Der Silberschmied ging sogleich zu einem Nachbarn, der viel Rasaß (Zinn) hatte, und sagte: "Leihe mir doch eine Schüssel voll von diesem Zinn." Der Freund gab es. Der Silberschmied eilte zurück in seine Werkstatt, füllte seinen Tiegel mit Zinn, legte das Holzstückchen darauf und schmolz es. Als die geschmolzene Masse aber kalt war, sah er, daß der ganze Tiegel voller Gold war. Er verkaufte nun das Gold, zahlte seinem Freund den Betrag für das Zinn zurück und kam durch die Gabe des fremden Goldhändlers in den Besitz eines ansehnlichen Betrages.



Atlantis Bd_04-076 Flip arpa

Nach einigen Tagen kam der Goldhändler wieder seines Weges daher. Der Silberschmied lief zu ihm, bat ihn, ein wenig bei ihm Platz zu nehmen, und sagte ihm, als der reiche Mann der Einladung Folge geleistet hatte: "Ich frage dich nun, wieviel ich dir von dem Gelde abzahlen muß, das ich durch den Verkauf des Goldes verdient habe." Der Goldhändler lachte und sagte: "Ich sagte es ja. Du bist ein ehrlicher und tüchtiger Bursche. So war das aber nicht gemeint, und jenes Stückchen gelben Holzes habe ich dir geschenkt. Was du damit verdient hast, ist dein." Der junge Silberschmied sank seinem Wohltäter nun zu Füßen und sagte: "Mein Vater, wie habe ich solche Güte verdient! Mein Vater, wie soll ich dir für solche Güte danken." Der Goldhändler sagte: "Mein junger Mann, ich mag dich leiden und das genügt. Seitdem ich nun aber auch deine unbegrenzte Dankbarkeit erkannt habe, bist du mir lieb, wie mein eigenes Kind. Ich will dich also die Kenntnis der Goldbereitung lehren, damit du für dein Leben keine Sorgen mehr zu haben brauchst."

Der junge Silberschmied wollte dem alten Goldhändler wieder in Dankbarkeit zu Füßen fallen; der Alte sagte aber: "Laß das jetzt. Vielmehr wollen wir gleich die Belehrung beginnen. Nur wollen wir schnell irgendwo einen Imbiß nehmen, damit wir für eine kleine Wanderung, die uns bevorsteht, gestärkt sind. Wohnst du vielleicht hier in der Nähe?" Der junge Silberschmied sagte: "Ich wohne nicht weit von hier bei meiner Mutter. Ich schließe schnell meine Werkstatt, und dann können wir uns gemeinsam auf den Weg machen. Steige nur schon auf deinen Esel. Ich laufe zu Fuß nebenher." Der alte Goldhändler stieg also auf seinen Esel, ritt in der angegebenen Richtung und wurde bald von dem schnellen jungen Silberschmied eingeholt.

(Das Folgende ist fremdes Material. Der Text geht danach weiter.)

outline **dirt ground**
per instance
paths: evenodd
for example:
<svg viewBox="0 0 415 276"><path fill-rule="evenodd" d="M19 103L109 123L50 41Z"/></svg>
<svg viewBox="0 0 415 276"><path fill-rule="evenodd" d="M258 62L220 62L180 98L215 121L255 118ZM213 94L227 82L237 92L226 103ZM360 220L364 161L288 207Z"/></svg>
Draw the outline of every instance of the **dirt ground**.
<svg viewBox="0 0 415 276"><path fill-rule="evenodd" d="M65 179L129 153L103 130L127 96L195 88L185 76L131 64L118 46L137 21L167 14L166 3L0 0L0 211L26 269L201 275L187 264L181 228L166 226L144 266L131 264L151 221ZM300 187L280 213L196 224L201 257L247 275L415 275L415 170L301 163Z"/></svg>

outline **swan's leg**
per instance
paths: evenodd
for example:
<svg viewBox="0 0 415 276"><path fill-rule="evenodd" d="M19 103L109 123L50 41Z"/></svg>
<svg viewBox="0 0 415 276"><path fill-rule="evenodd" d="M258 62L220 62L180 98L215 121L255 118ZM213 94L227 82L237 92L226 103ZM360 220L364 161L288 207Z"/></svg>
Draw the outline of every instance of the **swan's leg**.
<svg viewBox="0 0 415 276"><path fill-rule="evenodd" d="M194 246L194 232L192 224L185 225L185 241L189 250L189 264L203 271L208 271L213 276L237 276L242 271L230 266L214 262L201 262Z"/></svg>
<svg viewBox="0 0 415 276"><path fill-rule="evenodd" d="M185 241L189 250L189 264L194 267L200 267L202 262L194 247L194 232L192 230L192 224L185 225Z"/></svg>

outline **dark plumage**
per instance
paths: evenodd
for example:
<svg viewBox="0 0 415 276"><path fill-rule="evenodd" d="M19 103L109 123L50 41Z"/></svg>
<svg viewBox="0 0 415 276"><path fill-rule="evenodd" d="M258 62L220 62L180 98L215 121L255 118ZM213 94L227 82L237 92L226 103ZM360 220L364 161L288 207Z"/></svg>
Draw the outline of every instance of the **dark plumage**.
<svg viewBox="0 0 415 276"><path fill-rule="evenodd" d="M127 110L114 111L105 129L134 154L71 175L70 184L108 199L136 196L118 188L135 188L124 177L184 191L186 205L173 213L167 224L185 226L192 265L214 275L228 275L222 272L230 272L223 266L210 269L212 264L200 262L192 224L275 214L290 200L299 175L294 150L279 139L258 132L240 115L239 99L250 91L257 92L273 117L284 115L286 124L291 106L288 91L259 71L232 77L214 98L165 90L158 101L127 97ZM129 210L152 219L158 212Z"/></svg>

Als der reiche Goldhändler es sich bei ihm bequem gemacht hatte, sagte der junge Silberschmied: "Warte einen Augenblick, ich will nur schnell meine Mutter benachrichtigen, daß sie ein wenig Essen vorbereite." Er ging zu seiner Mutter hinüber, um mit ihr zu sprechen. Seine Mutter aber kam ihm händeringend entgegen und sagte: "Mein Sohn! Mein Sohn! Wen hast du da in mein und dein Haus gebracht! Das ist jener Mann, vor dem ich dich gewarnt habe. Das ist der Mann, der den jungen Leuten erst Wohltaten erweist, um sie dann, wenn es sein Vorteil erheischt, verschwinden zu lassen. Mein Sohn, das ist der Mann, vor dem dein Vater uns vor seinem Tode gewarnt hat! Mein Sohn, laß diesen Mann fortgehen.



Atlantis Bd_04-077 Flip arpa

Ich flehe dich an!" Der junge Silberschmied aber sagte ärgerlich: "Meine Mutter, über alle reichen und absonderlichen Menschen wird viel gesprochen. Laß mich für heute damit in Frieden; richte vielmehr bald ein gutes Essen her, da wir nachher zusammen wegreiten wollen. Hier hast du einiges Gold, kaufe was nötig und nimm einen Knaben zum Bedienen." Und ohne weiter auf die Einsprache seiner Mutter einzugehen, begab sich der junge Silberschmied zum Goldhändler.

Nach einiger Zeit sandte die Mutter durch den schnell gewonnenen Diener die Nachricht, daß das Essen bereit stünde, und somit machten sich denn beide Männer zum Essen bereit. Als sie sich nun bei der Mahlzeit befanden, langte der reiche Goldhändler eine kleine Flasche aus der Tasche und tropfte unbemerkt dem jungen Mann davon in den Sorbet. Kaum hatte der junge Silberschmied aber davon getrunken, so fiel er in tiefer Ohnmacht wie betrunken hintenüber.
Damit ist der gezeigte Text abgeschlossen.